Thomas Nast

You are currently browsing articles tagged Thomas Nast.

All manner of larger-than-life 19th-century Americans struggled financially in that century despite their great celebrity. P.T. Barnum lost everything. Edgar Allen Poe never had anything. Mathew Brady was turned away from easy street despite having in his possession the photographic history of the Civil War.

Thomas Nast suffered a similar fate. As Poe was to the short story, Nast was to the political cartoon: The father, more or less, of the U.S. version of an enduring genre that has survived numerous technological and media shifts. He was wildly influential into the 1880s, credited in the previous decade with helping to bring down the corrupt Boss Tweed and his Tammany Hall cohorts, as well as responsible for creating the Republican elephant symbol and the popular visual concept of Santa Claus. Nast was ahead of his time as an abolitionist and integrationist, though he wasn’t perfect in regards to race and ethnicity, repeatedly displaying in his drawings a fervent anti-Irish strain, for whatever reason.

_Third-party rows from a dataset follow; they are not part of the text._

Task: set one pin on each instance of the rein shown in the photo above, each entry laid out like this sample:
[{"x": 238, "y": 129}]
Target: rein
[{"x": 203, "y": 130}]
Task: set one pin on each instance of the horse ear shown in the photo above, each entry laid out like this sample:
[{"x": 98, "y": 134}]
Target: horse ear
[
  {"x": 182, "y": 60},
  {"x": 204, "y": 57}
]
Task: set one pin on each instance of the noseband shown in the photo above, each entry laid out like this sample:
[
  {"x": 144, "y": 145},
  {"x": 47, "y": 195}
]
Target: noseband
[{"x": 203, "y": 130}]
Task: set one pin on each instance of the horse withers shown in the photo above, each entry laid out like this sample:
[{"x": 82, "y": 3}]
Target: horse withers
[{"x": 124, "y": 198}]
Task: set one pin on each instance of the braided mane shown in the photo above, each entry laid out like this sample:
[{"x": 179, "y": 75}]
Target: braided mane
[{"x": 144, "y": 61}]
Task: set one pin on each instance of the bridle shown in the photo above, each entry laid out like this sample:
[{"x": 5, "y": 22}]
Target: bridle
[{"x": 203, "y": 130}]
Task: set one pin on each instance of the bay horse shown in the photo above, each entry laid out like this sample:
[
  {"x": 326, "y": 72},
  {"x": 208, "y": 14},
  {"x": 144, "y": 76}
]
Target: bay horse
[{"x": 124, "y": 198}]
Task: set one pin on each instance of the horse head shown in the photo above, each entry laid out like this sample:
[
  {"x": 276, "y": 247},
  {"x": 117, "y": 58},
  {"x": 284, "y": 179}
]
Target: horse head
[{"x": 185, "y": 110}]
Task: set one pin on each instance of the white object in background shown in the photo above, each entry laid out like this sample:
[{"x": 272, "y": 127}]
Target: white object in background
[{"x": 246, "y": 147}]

Despite wide renown and handsome paydays, Nast went broke in 1884 after investing his wealth in a brokerage firm operated by a swindler. He never really recovered. By the time of his death in 1902, the artist was referred to as “once famous” and, having been forced to push his pencil aside, was employed as Consul General to Ecuador, essentially a gift position from President Roosevelt, a longtime fan of his work.

The cartoonist’s death from yellow fever was reported in the Brooklyn Daily Eagle.